Linux namespaces & cgroups

核心 · Key Idea

In one line: containers aren't VMs — they are regular processes with a special view of the world. The view comes from namespaces (PID / Net / Mount / UTS / IPC / User / Cgroup — 7 of them); the quotas come from cgroup v2. Docker / Podman / containerd are wrappers over those primitives.

What it is#

# Build a minimal "container" by hand with unshare
sudo unshare --pid --net --mount --uts --ipc --fork --mount-proc /bin/bash
# inside: ps shows only yourself; ip a shows no NIC; hostname xxx doesn't leak out

cgroup v2 uses a single unified hierarchy:

/sys/fs/cgroup/                ← cgroup v2 root
  └── system.slice/web.service/
        memory.max     = 512M
        cpu.max        = "20000 100000"   # 20 % of one CPU
        pids.max       = 200

Write a PID into cgroup.procs to apply.

Analogy#

打个比方 · Analogy

namespace = strap a VR headset onto the process: the "world" it sees is altered but the hardware is the same; cgroup = assign a meal-portion manager: per-day budget for CPU / memory / IO — exceed it and you starve or get smacked.

Seven namespaces#

PID: Process-ID space.
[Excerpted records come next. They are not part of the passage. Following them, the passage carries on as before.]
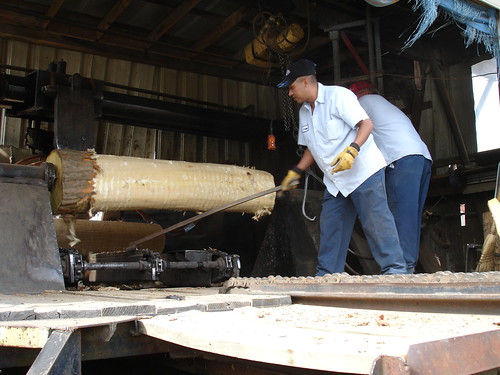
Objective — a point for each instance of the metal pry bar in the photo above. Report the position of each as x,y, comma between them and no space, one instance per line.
181,224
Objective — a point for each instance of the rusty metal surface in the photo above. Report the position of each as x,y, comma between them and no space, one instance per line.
468,354
29,260
477,293
387,365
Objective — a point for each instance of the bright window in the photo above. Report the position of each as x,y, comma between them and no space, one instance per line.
486,105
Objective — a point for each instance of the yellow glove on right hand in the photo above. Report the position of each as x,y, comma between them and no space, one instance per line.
290,178
344,160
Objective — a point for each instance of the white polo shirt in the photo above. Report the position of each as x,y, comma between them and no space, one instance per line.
329,130
393,131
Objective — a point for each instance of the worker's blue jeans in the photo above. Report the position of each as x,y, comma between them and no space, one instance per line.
407,182
369,202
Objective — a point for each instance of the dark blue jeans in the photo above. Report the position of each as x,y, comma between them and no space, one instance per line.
369,202
407,182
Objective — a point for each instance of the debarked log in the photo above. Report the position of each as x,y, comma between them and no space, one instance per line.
86,181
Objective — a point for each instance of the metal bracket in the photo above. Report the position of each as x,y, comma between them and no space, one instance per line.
61,355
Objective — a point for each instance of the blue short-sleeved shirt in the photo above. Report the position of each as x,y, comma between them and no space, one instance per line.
329,130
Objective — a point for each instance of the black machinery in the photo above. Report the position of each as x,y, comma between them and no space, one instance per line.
32,262
31,259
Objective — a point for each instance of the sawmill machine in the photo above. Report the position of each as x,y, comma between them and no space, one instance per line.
31,258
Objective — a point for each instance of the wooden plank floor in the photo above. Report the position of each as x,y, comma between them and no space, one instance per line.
261,328
312,337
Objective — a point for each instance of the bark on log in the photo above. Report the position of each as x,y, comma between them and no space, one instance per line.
106,236
89,181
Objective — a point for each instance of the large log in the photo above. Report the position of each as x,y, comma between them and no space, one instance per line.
88,181
105,236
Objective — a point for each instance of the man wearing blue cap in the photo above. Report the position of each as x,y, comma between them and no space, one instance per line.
337,133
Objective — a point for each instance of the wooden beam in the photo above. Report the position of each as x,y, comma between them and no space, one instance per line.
175,16
112,15
230,22
154,56
53,9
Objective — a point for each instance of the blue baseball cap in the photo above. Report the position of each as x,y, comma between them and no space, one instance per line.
299,68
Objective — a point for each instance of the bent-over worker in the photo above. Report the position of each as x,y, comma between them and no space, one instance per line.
408,170
336,131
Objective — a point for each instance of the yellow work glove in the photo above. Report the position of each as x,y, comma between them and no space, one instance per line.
292,176
345,159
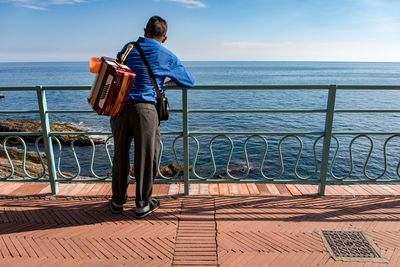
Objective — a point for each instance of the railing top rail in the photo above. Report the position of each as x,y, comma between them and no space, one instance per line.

PID 1 in the container is its init; host processes invisible.
Net: Own NIC / routes / iptables / ports. Docker creates a veth pair per container.
Mount: Own mount table. The container's `/` is an overlayfs stitched view.
UTS: Own hostname / domainname.
IPC: Own System V IPC / POSIX message queues.
User: UID/GID mapping. Container root (uid=0) mapped to non-root on host — key for rootless.
Cgroup: Restricts visibility of the cgroup tree; container can't see host cgroups.

Key cgroup v2 controllers#

memoryMemory

`memory.max` hard limit → OOM-kill on excess. `memory.high` soft cap triggers reclaim.

cpuCPU

`cpu.max = quota period` (e.g. 50000 100000 = 50%). `cpu.weight` is relative weighting.

ioIO

`io.max` caps read/write bandwidth or IOPS per device.

pidsProcess count

Prevents fork bombs.

cpusetCPU pinning

`cpuset.cpus = 0-3` pins the container to those cores.

freezerFreezer

Pause / resume a group — for debugging and migration.

How it works#

Each syscall, the kernel returns a restricted view based on the namespaces of that process.

Practical notes#

Direct observation: ls /proc/<pid>/ns/ shows what namespaces a process is in; cat /proc/<pid>/cgroup shows the cgroup path; systemctl status <svc> lists resource usage (systemd uses cgroup v2).
systemd resource control: systemctl set-property web.service MemoryMax=1G CPUQuota=50% — applies live.
Rootless containers: user-namespace maps an unprivileged host user to root inside the container; pair with fuse-overlayfs / slirp4netns for storage / networking.
OOM-killer behavior: cgroup OOM only kills inside that cgroup — other host services are untouched. This is the foundation of Docker memory limits.
Mixed workloads: prefer cpu.weight over cpu.max — yields when others idle, splits proportionally when contended; safer for K8s pod cohabitation.
cgroup v1 vs v2: v1 had many tangled hierarchies; v2 unified to one tree. Modern kernels default to v2; older K8s + older Docker may still be v1.

Easy confusions#

namespace

Isolates **what is seen**.
PID / network / mount / hostname…

cgroup

Limits **how much is used**.
CPU / memory / IO / process count.